52      Il y a lieu de rappeler que, en vertu de l’article 6, paragraphe 3, sous c), de la directive 93/36, les pouvoirs adjudicateurs peuvent passer leurs marchés de fournitures en recourant à la procédure négociée, sans publication préalable d’un avis de marché, lorsque, en raison de leur spécificité technique, artistique ou pour des raisons tenant à la protection des droits d’exclusivité, la fabrication ou la livraison des produits ne peut être confiée qu’à un fournisseur déterminé.

53      Il y a lieu de constater qu’il ne ressort pas des pièces apportées au dossier par les parties que le Royaume d’Espagne ait cherché s’il existait des entreprises tout autant en mesure de répondre à l’appel d’offres dans les mêmes conditions, voire dans de meilleures conditions que l’entreprise retenue.

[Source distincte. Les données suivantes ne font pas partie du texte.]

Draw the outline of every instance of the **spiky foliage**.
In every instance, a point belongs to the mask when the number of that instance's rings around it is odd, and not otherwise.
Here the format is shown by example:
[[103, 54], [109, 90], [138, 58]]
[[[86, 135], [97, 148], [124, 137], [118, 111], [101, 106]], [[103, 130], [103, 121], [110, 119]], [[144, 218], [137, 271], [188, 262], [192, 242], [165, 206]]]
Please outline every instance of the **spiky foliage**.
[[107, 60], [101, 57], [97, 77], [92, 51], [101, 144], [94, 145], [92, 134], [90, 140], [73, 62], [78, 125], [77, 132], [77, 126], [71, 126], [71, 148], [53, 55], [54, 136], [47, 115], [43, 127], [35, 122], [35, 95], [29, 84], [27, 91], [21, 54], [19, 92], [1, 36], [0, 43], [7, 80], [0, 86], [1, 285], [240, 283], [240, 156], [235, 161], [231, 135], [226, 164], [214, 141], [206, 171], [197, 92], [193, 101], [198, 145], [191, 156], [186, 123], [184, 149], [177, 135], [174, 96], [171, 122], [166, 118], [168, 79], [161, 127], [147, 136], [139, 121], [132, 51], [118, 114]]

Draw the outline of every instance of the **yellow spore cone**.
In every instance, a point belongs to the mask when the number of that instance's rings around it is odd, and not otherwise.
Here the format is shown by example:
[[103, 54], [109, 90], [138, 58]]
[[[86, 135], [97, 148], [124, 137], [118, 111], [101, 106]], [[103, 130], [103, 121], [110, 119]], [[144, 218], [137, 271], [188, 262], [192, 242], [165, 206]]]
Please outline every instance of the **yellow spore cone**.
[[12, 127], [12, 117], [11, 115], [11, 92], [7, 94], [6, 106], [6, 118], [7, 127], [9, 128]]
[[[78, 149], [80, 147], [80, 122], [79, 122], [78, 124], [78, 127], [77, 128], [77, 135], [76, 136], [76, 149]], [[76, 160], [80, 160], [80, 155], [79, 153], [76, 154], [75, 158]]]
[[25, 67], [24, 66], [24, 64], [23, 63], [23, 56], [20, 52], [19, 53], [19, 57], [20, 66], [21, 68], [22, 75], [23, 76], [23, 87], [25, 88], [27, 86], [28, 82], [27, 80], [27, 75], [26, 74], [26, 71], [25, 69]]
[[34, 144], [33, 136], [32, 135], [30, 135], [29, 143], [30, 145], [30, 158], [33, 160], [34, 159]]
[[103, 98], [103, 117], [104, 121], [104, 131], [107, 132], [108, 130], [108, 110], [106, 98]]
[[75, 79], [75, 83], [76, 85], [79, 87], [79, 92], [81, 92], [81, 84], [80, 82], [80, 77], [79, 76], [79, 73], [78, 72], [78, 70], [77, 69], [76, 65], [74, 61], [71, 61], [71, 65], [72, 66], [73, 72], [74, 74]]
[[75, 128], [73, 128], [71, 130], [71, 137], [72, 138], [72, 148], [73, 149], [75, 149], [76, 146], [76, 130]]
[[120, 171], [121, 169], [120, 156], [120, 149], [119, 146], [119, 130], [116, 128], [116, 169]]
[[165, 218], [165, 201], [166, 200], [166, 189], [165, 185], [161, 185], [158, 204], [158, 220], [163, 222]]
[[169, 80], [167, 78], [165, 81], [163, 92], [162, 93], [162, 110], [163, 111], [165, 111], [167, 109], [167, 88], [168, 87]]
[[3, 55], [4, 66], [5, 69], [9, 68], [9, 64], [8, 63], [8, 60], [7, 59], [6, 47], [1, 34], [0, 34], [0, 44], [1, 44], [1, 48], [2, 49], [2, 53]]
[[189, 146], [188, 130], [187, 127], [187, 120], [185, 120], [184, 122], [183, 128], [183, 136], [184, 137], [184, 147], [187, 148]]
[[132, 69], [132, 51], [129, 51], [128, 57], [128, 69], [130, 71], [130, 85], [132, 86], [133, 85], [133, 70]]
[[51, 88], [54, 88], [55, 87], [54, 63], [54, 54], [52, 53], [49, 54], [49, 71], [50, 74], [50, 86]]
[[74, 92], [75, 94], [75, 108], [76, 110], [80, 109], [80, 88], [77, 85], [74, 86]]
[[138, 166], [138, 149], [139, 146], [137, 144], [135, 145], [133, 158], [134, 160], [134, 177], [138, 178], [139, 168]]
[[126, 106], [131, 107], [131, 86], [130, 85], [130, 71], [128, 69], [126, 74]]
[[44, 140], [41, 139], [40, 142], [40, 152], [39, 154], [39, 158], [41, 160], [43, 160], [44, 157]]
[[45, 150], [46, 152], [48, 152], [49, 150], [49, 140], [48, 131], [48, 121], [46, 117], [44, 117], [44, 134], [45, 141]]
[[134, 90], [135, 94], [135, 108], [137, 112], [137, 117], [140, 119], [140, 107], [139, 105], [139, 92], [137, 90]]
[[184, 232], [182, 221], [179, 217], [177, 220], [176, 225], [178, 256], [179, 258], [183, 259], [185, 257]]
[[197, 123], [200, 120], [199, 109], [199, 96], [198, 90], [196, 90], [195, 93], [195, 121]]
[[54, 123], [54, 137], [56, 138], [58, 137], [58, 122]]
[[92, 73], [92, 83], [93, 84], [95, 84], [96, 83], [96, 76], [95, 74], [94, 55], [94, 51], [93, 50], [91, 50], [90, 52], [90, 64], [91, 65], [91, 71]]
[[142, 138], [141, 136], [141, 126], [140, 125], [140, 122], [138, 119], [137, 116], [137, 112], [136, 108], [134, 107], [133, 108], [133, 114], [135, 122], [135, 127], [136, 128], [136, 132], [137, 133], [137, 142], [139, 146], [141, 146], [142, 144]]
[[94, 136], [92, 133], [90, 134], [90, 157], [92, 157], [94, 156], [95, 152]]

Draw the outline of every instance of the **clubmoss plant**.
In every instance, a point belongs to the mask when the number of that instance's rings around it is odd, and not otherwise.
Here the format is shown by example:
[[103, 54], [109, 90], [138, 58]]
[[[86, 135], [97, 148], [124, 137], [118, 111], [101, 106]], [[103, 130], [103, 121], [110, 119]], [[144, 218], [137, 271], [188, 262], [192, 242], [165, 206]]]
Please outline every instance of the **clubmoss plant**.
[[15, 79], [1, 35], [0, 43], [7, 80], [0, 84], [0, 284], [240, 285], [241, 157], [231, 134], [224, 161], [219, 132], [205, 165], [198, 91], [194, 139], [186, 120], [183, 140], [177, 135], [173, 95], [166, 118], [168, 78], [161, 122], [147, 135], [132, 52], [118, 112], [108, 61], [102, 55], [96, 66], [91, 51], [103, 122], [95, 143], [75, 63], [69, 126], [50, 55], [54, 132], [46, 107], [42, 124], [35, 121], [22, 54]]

Il ne fait état d’aucune démarche en ce sens, que ce soit sur le territoire espagnol, ou plus largement dans l’Union. Le Royaume d’Espagne se contente de relever que l’entreprise retenue était particulièrement bien placée pour répondre à l’appel d’offres, en raison de la spécificité technique des contrats litigieux liée à la mise en œuvre du système et à la migration des données, puisqu’elle s’était vu attribuer des contrats dans des phases antérieures à la phase IV-1 et que, ainsi, elle possédait déjà une connaissance exhaustive des bases de données locales existantes.

54      Il y a lieu de constater, à cet égard, que cela ne démontre pas que cette entreprise était la seule en mesure de posséder ces connaissances et qu’une autre entreprise n’aurait pas été capable de les acquérir. En effet, il ne saurait être exclu que, si des recherches sérieuses avaient été menées dans l’Union, des entreprises en mesure de fournir un service adapté auraient pu être identifiées (voir, en ce sens, arrêt Commission/Allemagne, point 35 supra, points 62 et 63). En outre, le Royaume d’Espagne n’établit d’ailleurs pas non plus en quoi les contrats litigieux présentaient une spécificité technique telle que cela justifiait le recours à la procédure négociée sans publication préalable d’un avis d’adjudication. Il s’agit, en l’espèce, de contrats de fourniture de produits standards (voir points 45 à 47, 50 et 51 ci-dessus).

55      Il s’ensuit que l’article 6, paragraphe 3, sous c), de la directive 93/36 ne peut être utilement invoqué par le Royaume d’Espagne pour justifier, en ce qui concerne les contrats litigieux, le recours à la procédure négociée sans publication préalable d’un avis de marché.

56      Il résulte des considérations qui précèdent que la seconde branche du présent moyen doit être rejetée comme non fondée.

57      Par conséquent, le second moyen doit être rejeté dans son intégralité et, partant, le recours dans son ensemble.

 Sur les dépens

58      Aux termes de l’article 87, paragraphe 2, du règlement de procédure du Tribunal, toute partie qui succombe est condamnée aux dépens, s’il est conclu en ce sens. Le Royaume d’Espagne ayant succombé, il y a lieu de le condamner aux dépens, conformément aux conclusions de la Commission.

Par ces motifs,

LE TRIBUNAL (troisième chambre)

déclare et arrête :

1)      Le recours est rejeté.

2)      Le Royaume d’Espagne est condamné aux dépens.

Czúcz

Labucka

Gratsias

Ainsi prononcé en audience publique à Luxembourg, le 15 janvier 2013.